Em contraste, alguns criacionistas cristãos identificam na Bíblia uma cronologia rígida que requer uma Terra que tenha 6.000 anos e, por isso, se posicionam contra não apenas a evolução, mas também boa parte da geologia e cosmologia modernas.
"Está claro que as visões relativas à evolução científica são influenciadas por crenças religiosas subjacentes", disse Salman Hameed, que convocou a conferência no Hampshire College, em Amhurst, onde leciona ciências humanas integradas.
Mas isso não quer dizer que toda a evolução caiba no islã ou que todos os muçulmanos aceitem as descobertas da biologia moderna. Mais e mais deles parecem estar aderindo aos chamados criacionistas da Terra velha. Eles não discordam das afirmações de astrônomos e geólogos -apenas as dos biólogos, insistindo em que a vida é criação de Deus, e não consequência de ocorrências aleatórias.
O debate em torno da evolução só agora está ganhando destaque em países islâmicos, à medida que a educação progride. O grau de aceitação da evolução varia.
Estudo comandado pelo Centro de Pesquisas em Ensino da Evolução, da Universidade McGill (Canadá), constatou que livros didáticos de biologia das escolas secundárias do Paquistão cobrem a teoria da evolução.

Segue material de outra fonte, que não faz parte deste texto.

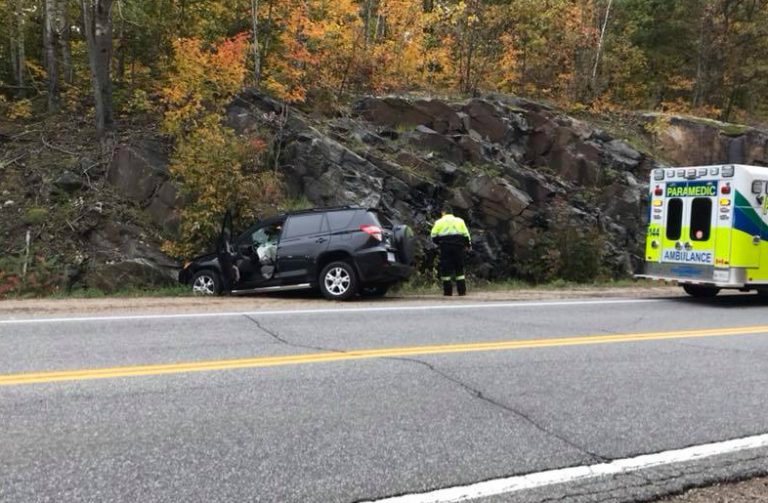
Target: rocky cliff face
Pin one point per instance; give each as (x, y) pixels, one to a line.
(545, 194)
(532, 183)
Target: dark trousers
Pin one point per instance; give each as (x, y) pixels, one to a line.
(452, 267)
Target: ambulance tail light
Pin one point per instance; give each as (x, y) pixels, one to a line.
(373, 231)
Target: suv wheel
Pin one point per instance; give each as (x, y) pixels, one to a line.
(338, 281)
(373, 292)
(206, 283)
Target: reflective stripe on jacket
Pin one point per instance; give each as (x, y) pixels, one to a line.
(450, 229)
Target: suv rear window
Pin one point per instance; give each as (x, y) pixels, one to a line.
(302, 225)
(340, 220)
(368, 218)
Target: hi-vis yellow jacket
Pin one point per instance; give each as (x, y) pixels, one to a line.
(450, 230)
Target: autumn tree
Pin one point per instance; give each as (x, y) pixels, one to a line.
(216, 169)
(97, 24)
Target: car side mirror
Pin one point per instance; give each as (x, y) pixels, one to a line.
(245, 249)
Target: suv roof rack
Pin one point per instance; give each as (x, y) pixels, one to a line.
(326, 208)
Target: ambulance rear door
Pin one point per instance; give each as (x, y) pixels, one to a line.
(690, 231)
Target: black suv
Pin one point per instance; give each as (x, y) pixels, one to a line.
(341, 251)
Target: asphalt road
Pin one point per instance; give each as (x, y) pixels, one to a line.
(336, 404)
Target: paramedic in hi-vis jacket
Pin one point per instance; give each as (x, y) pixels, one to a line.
(450, 233)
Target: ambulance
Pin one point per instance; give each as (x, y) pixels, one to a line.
(708, 228)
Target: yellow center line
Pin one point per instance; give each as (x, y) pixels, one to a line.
(362, 354)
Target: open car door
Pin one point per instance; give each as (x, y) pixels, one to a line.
(226, 253)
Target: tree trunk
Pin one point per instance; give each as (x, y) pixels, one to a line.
(49, 43)
(368, 18)
(20, 70)
(256, 46)
(63, 32)
(600, 43)
(97, 22)
(700, 89)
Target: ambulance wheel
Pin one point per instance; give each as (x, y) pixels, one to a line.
(701, 292)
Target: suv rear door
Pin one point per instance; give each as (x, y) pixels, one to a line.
(304, 238)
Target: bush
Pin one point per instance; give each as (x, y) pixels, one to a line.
(36, 216)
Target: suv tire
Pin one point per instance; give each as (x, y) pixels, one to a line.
(338, 281)
(206, 282)
(374, 292)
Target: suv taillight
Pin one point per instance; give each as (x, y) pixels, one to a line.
(372, 230)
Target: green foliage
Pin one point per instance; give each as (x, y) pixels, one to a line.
(568, 251)
(36, 216)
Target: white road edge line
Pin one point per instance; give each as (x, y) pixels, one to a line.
(510, 485)
(351, 310)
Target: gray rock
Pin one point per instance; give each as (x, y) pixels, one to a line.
(68, 182)
(137, 171)
(126, 275)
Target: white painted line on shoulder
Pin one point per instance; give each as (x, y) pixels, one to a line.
(350, 310)
(506, 486)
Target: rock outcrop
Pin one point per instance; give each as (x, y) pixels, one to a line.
(542, 191)
(522, 174)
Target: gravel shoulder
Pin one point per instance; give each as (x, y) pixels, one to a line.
(748, 491)
(81, 306)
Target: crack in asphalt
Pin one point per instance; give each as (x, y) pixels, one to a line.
(283, 340)
(521, 415)
(466, 387)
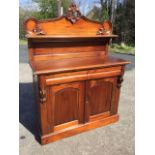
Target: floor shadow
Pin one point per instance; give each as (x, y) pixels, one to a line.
(27, 110)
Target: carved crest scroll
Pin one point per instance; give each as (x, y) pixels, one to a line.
(73, 14)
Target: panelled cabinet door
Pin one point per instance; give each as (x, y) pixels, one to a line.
(100, 97)
(66, 105)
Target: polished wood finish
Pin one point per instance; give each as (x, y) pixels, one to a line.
(77, 84)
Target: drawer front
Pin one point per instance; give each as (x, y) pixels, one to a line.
(83, 75)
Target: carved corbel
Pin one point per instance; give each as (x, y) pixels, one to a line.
(42, 95)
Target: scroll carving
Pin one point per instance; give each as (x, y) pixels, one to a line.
(73, 14)
(105, 29)
(38, 30)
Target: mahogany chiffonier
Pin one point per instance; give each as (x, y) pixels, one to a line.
(77, 84)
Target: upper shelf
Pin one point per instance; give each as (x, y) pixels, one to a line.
(70, 36)
(72, 25)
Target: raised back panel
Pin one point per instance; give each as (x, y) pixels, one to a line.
(61, 26)
(69, 36)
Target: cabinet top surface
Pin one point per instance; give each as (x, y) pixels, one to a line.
(76, 64)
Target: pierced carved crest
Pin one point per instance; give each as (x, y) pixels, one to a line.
(38, 30)
(73, 14)
(105, 29)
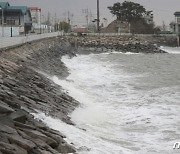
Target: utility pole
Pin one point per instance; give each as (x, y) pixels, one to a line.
(98, 20)
(69, 21)
(86, 12)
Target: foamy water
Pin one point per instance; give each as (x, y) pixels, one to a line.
(129, 103)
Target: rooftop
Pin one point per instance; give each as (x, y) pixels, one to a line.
(4, 5)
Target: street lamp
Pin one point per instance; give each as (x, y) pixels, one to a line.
(98, 20)
(2, 17)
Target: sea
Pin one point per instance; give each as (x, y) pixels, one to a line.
(129, 103)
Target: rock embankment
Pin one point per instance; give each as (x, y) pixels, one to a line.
(121, 43)
(23, 91)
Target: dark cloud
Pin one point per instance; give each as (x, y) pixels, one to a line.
(163, 9)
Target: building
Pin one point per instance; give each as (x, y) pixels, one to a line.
(148, 17)
(36, 18)
(116, 27)
(14, 20)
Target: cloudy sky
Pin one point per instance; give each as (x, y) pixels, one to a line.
(163, 9)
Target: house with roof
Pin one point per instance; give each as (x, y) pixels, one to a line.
(36, 18)
(14, 20)
(116, 26)
(176, 25)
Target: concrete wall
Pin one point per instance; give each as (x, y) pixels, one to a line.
(7, 31)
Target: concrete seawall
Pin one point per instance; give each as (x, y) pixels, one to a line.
(24, 90)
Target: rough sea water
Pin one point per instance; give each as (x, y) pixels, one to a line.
(130, 103)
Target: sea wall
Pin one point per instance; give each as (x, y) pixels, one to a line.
(23, 91)
(127, 43)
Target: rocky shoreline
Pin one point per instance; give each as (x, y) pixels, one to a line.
(24, 89)
(134, 44)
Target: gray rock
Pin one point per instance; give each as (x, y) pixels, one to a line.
(66, 148)
(7, 148)
(6, 129)
(19, 116)
(23, 143)
(36, 134)
(5, 109)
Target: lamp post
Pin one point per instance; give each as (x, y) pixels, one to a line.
(98, 20)
(11, 27)
(2, 17)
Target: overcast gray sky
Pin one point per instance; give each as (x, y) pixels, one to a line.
(163, 9)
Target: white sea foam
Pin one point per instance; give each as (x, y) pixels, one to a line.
(172, 50)
(119, 115)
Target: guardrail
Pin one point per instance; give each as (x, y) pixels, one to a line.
(6, 42)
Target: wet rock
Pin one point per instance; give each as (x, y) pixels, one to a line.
(36, 134)
(23, 143)
(5, 108)
(23, 126)
(6, 120)
(66, 148)
(6, 129)
(7, 148)
(19, 116)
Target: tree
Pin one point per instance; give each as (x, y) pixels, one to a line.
(134, 14)
(62, 26)
(127, 11)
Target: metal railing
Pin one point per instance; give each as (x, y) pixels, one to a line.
(6, 42)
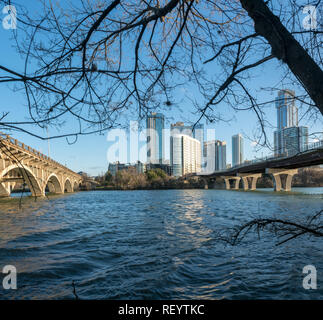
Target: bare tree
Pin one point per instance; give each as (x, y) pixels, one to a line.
(284, 229)
(98, 61)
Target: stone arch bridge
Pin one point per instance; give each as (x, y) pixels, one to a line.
(22, 164)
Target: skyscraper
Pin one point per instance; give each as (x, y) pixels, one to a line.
(290, 141)
(237, 149)
(215, 155)
(287, 112)
(197, 132)
(185, 154)
(289, 138)
(155, 126)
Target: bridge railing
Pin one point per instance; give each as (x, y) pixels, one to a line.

Entre 2.527 estudantes secundaristas paquistaneses entrevistados, 86% concordaram com a seguinte afirmação: "Milhões de fósseis mostram que a vida existe há bilhões de anos e se modificou ao longo do tempo".

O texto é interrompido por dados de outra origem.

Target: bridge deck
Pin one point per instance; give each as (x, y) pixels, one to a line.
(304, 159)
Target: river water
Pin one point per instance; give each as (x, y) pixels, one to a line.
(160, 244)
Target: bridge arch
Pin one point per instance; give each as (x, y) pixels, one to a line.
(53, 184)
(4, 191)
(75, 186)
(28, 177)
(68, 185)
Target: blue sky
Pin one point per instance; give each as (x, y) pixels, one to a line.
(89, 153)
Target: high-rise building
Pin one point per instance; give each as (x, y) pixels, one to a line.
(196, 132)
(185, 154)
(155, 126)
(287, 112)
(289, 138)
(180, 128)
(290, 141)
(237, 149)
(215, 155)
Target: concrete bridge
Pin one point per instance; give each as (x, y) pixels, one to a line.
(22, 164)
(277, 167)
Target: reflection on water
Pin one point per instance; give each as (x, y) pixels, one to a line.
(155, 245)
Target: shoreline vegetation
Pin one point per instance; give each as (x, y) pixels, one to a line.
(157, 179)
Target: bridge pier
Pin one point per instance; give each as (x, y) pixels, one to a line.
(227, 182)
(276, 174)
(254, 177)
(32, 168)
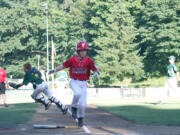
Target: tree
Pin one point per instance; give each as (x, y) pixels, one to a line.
(113, 34)
(159, 34)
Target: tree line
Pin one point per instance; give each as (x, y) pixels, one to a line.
(127, 38)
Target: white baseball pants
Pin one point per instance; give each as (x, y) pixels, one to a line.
(80, 96)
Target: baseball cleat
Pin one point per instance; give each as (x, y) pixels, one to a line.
(64, 109)
(47, 105)
(74, 112)
(80, 122)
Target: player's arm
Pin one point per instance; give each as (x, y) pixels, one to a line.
(26, 81)
(94, 69)
(177, 72)
(178, 77)
(61, 67)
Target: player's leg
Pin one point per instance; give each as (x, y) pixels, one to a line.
(3, 88)
(36, 95)
(82, 104)
(53, 99)
(172, 86)
(75, 86)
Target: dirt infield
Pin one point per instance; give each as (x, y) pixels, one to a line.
(97, 121)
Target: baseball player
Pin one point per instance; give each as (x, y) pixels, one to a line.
(3, 84)
(79, 70)
(32, 75)
(172, 72)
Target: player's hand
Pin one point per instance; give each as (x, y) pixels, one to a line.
(51, 71)
(96, 74)
(17, 86)
(178, 83)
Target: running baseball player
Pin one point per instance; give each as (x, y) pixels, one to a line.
(171, 83)
(32, 75)
(79, 70)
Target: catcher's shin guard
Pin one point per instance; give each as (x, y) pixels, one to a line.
(47, 104)
(80, 122)
(74, 112)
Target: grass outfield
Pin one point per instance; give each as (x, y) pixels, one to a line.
(144, 111)
(17, 114)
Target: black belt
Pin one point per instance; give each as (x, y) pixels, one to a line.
(78, 79)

Um dos participantes da conferência, Taner Edis, disse que nunca encontrou posições criacionistas quando era criança e adolescente na Turquia, na década de 1970. Anos mais tarde, folheando volumes em uma livraria durante visita à Turquia, Edis, que ensina física na Universidade Truman State, no Missouri, encontrou livros sobre criacionismo arquivados na seção de ciências. "Isso me pegou de surpresa", contou.
A Turquia é oficialmente um país de governo secular, mas hoje é governada por um partido islâmico. O ensino da evolução em grande medida desapareceu, pelo menos nos níveis inferiores ao universitário, disse Edis, e o currículo de ciências nas escolas públicas é escrito em tom de deferência às crenças religiosas.
Harun Yahya, criacionista turco da linha da Terra antiga, vem ganhando destaque na Turquia e em outros países. Do outro lado da Ásia, a maioria dos professores de biologia na Indonésia usa livros criacionistas de Yahya nas salas de aula, constatou estudo da McGill, embora alguns digam que o fazem para oferecer argumentos contrários a materiais que seus alunos já leem de qualquer maneira.
Para muitos muçulmanos, até mesmo a evolução e a ideia de que a vida floresceu sem a intervenção de Alá são em grande medida compatíveis com sua religião. O que muitos consideram inaceitável é a evolução humana, a ideia de que os humanos evoluíram a partir de primatas primitivos.
Pervez A. Hoodbhoy, físico atômico da Universidade Quaid-e-Azam, no Paquistão, disse que, quando dava aulas que cobriam desde o Big Bang até a evolução da vida na Terra, a plateia ouvia a maior partes das aulas sem fazer objeção. Mas menção à evolução humana provocou agitação, e ele teve de ser escoltado para fora da sala de aula.